A commenter brought up an interesting point over the weekend:
I thought Case-Shiller showed that over time dwellings gained nothing more than inflation.
Let’s see how Seattle’s Case-Shiller index has performed compared to inflation since 2000. In the chart below I’ve plotted Seattle’s Case-Shiller Home Price Index (which comes from the factory indexed to January 2000 = 100) next to the Bureal of Labor Statistics’ Consumer Price Index (less shelter) for the Seattle area, re-indexed to match Case-Shiller’s January 2000 = 100.
[Note: I updated the chart above to include the data released the day after this was posted.]
Surprisingly (to me, anyway) Seattle-area home prices have actually been outpaced by inflation over the 12-year period since 2000.
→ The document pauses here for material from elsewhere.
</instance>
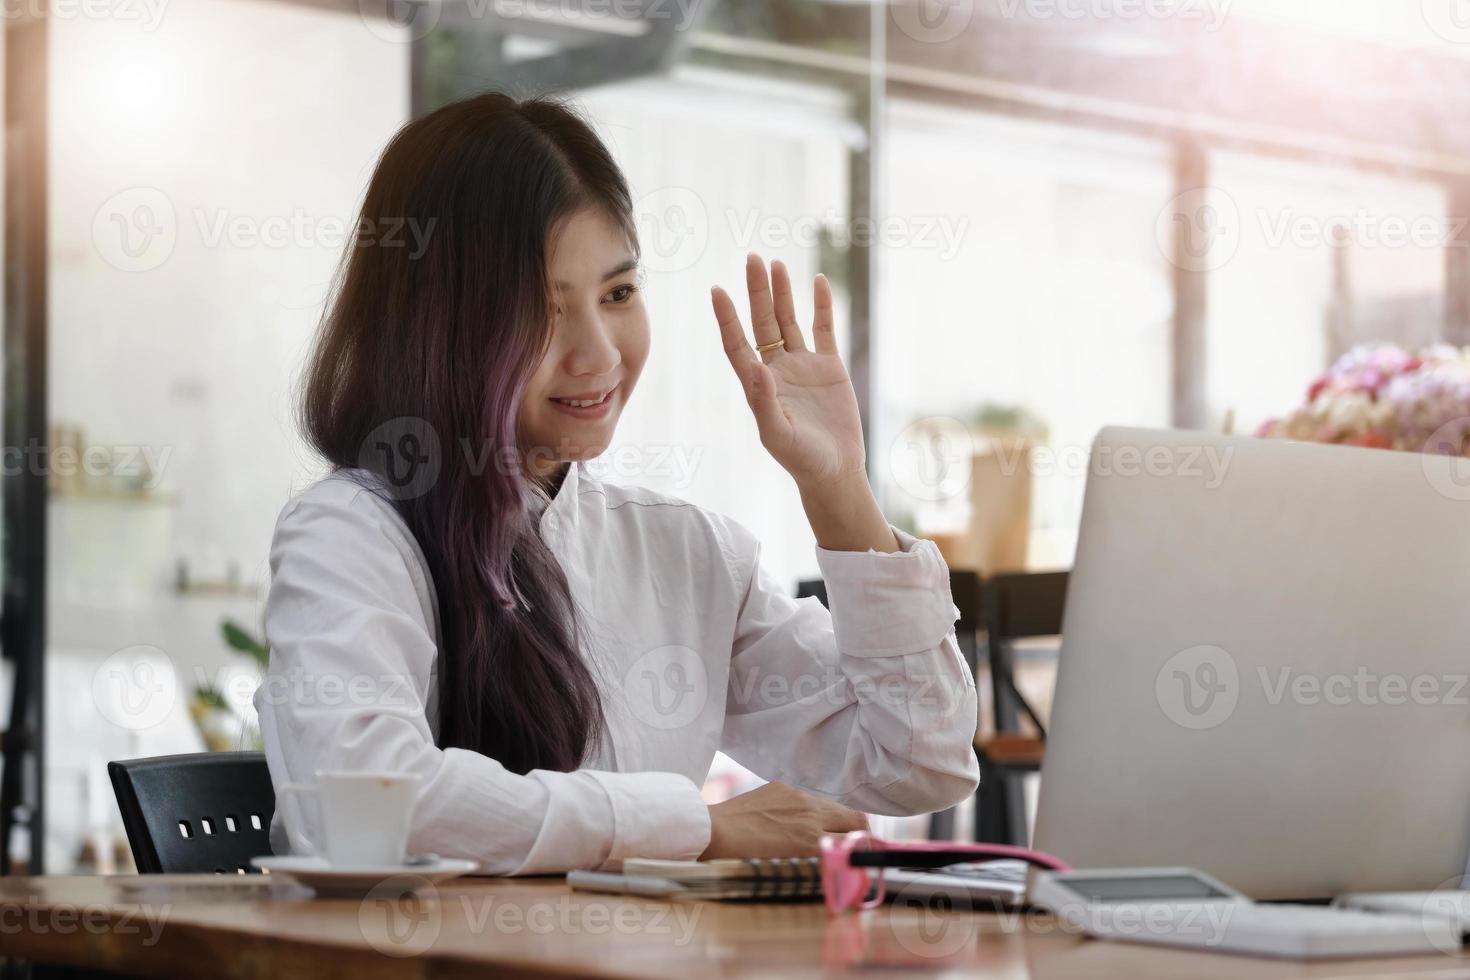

Local inflation has mostly trended fairly close to the 3% per year line, save for some brief deflation during the 2008 financial crisis. Meanwhile, home prices were trending along the 6% per year line for four years before things really got out of control, shooting them up above the 9% per year since 2000 line in 2006 and 2007.
Since the bursting of the bubble, home prices have blown past the 6% per year line, all the way down through the 3% per year line, and as of October, below Seattle’s inflation since 2000.
Does this mean that every home around Seattle is now a good deal? Nope. Does it mean that prices can’t fall further? Also nope. But in my opinion, it does mean that the vast majority of the excesses of the housing bubble have now been cleared out.